Gökce Yurdakul studied Sociology at the Bogazici University and Gender & Women’s Studies at the Middle East Technical University in Turkey. She has her PhD. from the University of Toronto, Department of Sociology where she received the Connaught Fellowship. Previously, she has taught courses on race, ethnicity, gender and immigration at the Trinity College Dublin and Brock University, St. Catharines, Canada. She was affiliated with the Free University, Berlin Program for Advanced German and European Studies as a post-doctoral fellow. She has published books and articles on immigrant integration, citizenship Islam in Europe and issues of Muslim women in Western Europe and North America. She has written articles for scholarly journals, such as “Annual Review of Sociology, Ethnic and Racial Studies, Journal of Ethnic and Migration Studies” and “German Politics and Society”. She has been working on policy reports fort he Canadian Council of Muslim Women and the United Nations Research Institute for Social Development. She is currently Professor of Diversity and Social Conflict at Humboldt-University Berlin, Institute for Social Sciences.
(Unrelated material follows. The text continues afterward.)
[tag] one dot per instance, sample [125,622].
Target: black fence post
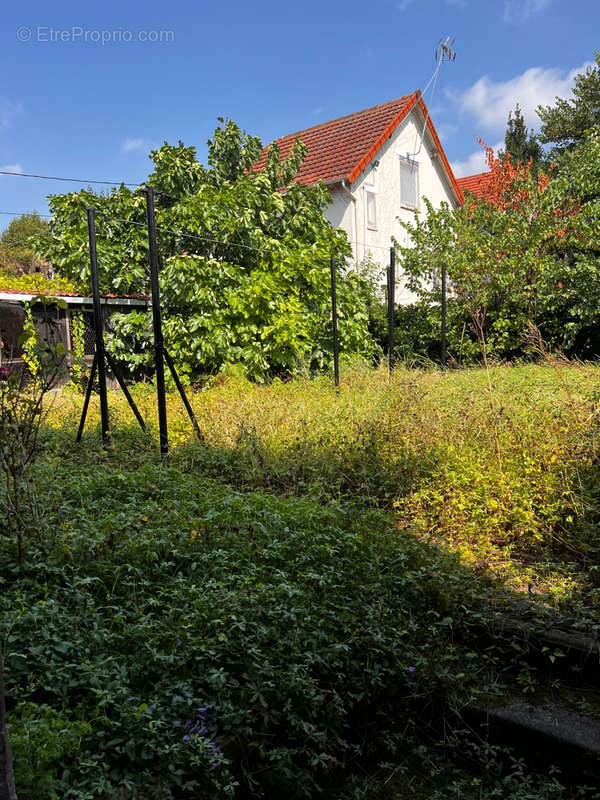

Renate Wilke-Launer is a free lance journalist. After getting her degree (social sciences) from the University of Göttingen she worked for many years as a freelancer in adult education, especially with working class people. After moving to Hamburg in 1979 she went to work for a small “alternative” bimonthly magazine on development issues and contributed to other journals as well, mainly related to the liberation struggle in Southern Africa and the UN’s World Conferences on Women in Copenhagen and Nairobi. She joined the Association of Protestant Churches and Missions in Germany in 1986 and edited their journal (now under the title “Eine Welt”). She moved on to edit “der überblick” in 1988, a renowned quarterly for ecumenical encounter and international cooperation and acted as its editor-in-chief until it was closed down at the end of 2007. With its background in the Protestant Churches “der überblick” focused on the world’s religions in quite a few issues (e.g. the fundamentalisms in all major religions, the growth of pentencostalism). Contributions came from all corners of the world and people from all walks of life, be it professors or practitioners, theologians and lay persons, church leaders and their critics, journalists and activists. The thematic issues allowed for articles from various angles and often challenged the conventional wisdom of the development community. After leaving the (protestant) Churches Development services Renate Wilke-Launer is a free lancer again. She serves on various committees, e.g. the North German Foundation for the Environment and Development and the Berlin Institute for Population and Development.